China's Energy Policy Comes at a Price

That’s the title of a letter in the latest edition of Science. It nicely expands on some of my earlier concerns about China’s energy policy in the Clout & Climate Change war game and in reality. The author, Quiang Wang of the Guangzhou Institute of Geochemistry, writes,

China’s energy prices are mainly decided and controlled by the government. Because the government emphasizes social stability over scarcity of resources or environmental cost, it sets the energy prices very low. For example, Chinese gasoline and diesel prices rose by less than 10% in 2007, when global oil price nearly doubled. Moreover, in January 2008, the Chinese government decided to freeze energy prices in the near term, even as international crude oil futures have continued to surge.

Energy conservation and efficiency are hard to achieve because government-set prices encourage excessive energy consumption and waste.

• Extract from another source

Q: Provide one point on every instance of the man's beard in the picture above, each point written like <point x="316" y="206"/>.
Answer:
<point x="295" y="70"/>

The low energy prices send a distorted market signal to consumers that there is no shortage of natural resources, indicating that enhancing energy efficiency is unnecessary and waste is justified.

A market-oriented energy-pricing mechanism is an inevitable requirement for China to address climate change, although the reform of the energy pricing mechanism means increased energy prices, which will bring public dissatisfaction and possibly social instability.

In 2005, I built a simple model of the Chinese electric power system, focused on coal-fired generation. One of the most beneficial strategies in the model is to make plant dispatch and power pricing more market-oriented, strengthening the incentive to install cleaner generation and retire or retrofit old dirties. That’s tough to implement as long as utilities wield more power than their regulators.